Partant, une autorisation de séjour doit être accordée au recourant pour regroupement familial avec son épouse, conformément aux art. 7 let. d ALCP et 3 al. 1 et 2 let. a annexe I ALCP. Celui-ci doit toutefois être rendu attentif au fait que l'octroi de cette autorisation de séjour implique qu'il ne commette plus de nouvelles infractions à l'avenir. S'il devait récidiver, il s'exposerait à des mesures d'éloignement. Il y aura donc lieu de lui adresser un avertissement formel en ce sens (cf. art. 96 al. 2 LEI).
6. a) Les considérants qui précèdent conduisent le Tribunal à admettre le recours et à annuler la décision attaquée. La cause est renvoyée à l’autorité intimée, afin qu’elle rende une nouvelle décision dans le sens des considérants du présent arrêt, notamment le considérant 5d).
b) Le sort du recours commande de rendre le présent arrêt sans frais (art. 49 al. 1, 91 et 99 LPA-VD).
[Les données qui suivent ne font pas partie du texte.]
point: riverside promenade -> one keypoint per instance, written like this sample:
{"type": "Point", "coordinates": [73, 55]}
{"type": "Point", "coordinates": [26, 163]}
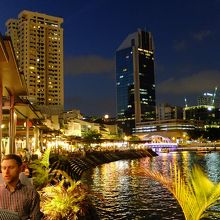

L’accusé obtient sans doute gain de cause avec l’assistance d’un avocat et a droit, quant au principe, à des dépens (art. 55 al. 1, 91 et 99 LPA-VD). Il y a toutefois lieu de tenir compte, dans leur fixation, de ce que l’autorité intimée disposait d’éléments en suffisance, lorsqu’elle a rendu la décision attaquée, pour refuser au recourant la prolongation de son autorisation de séjour. C’est uniquement en raison de la survenance d’un élément nouveau et exorbitant à la procédure devant l’autorité intimée - le remariage du recourant avec une ressortissante communautaire - que la décision attaquée ne peut subsister et doit être annulée. Dans ces conditions, il s’impose de n’allouer au recourant que des dépens réduits (art. 56 al. 2 LPA-VD). Ceux-ci seront mis à la charge du département dont dépend l’autorité intimée.
Par
ces motifs
la Cour de droit administratif et public
du Tribunal cantonal
arrête:
I. Le recours est admis.
II. La décision du Service de la population, du 18 juin 2018, est annulée.
III. La cause est renvoyée au Service de la population pour nouvelle décision dans le sens des considérants du présent arrêt.
IV. Le présent arrêt est rendu sans frais.
V. L’Etat de Vaud, soit pour lui le Département de l'économie, de l’innovation et du sport, versera à A.________ une indemnité de 1'000 (mille) francs, à titre de dépens.
Lausanne, le 12 février 2019
Le présent arrêt est communiqué aux destinataires de l'avis d'envoi ci-joint ainsi qu'au Secrétariat d'Etat aux migrations.
Il peut faire l'objet, dans les trente jours suivant sa notification, d'un recours au Tribunal fédéral (Tribunal fédéral suisse, 1000 Lausanne 14). Le recours en matière de droit public s'exerce aux conditions des articles 82 ss de la loi du 17 juin 2005 sur le Tribunal fédéral (LTF - RS 173.110), le recours constitutionnel subsidiaire à celles des articles 113 ss LTF. Le mémoire de recours doit être rédigé dans une langue officielle, indiquer les conclusions, les motifs et les moyens de preuve, et être signé. Les motifs doivent exposer succinctement en quoi l’acte attaqué viole le droit. Les pièces invoquées comme moyens de preuve doivent être jointes au mémoire, pour autant qu’elles soient en mains de la partie; il en va de même de la décision attaquée.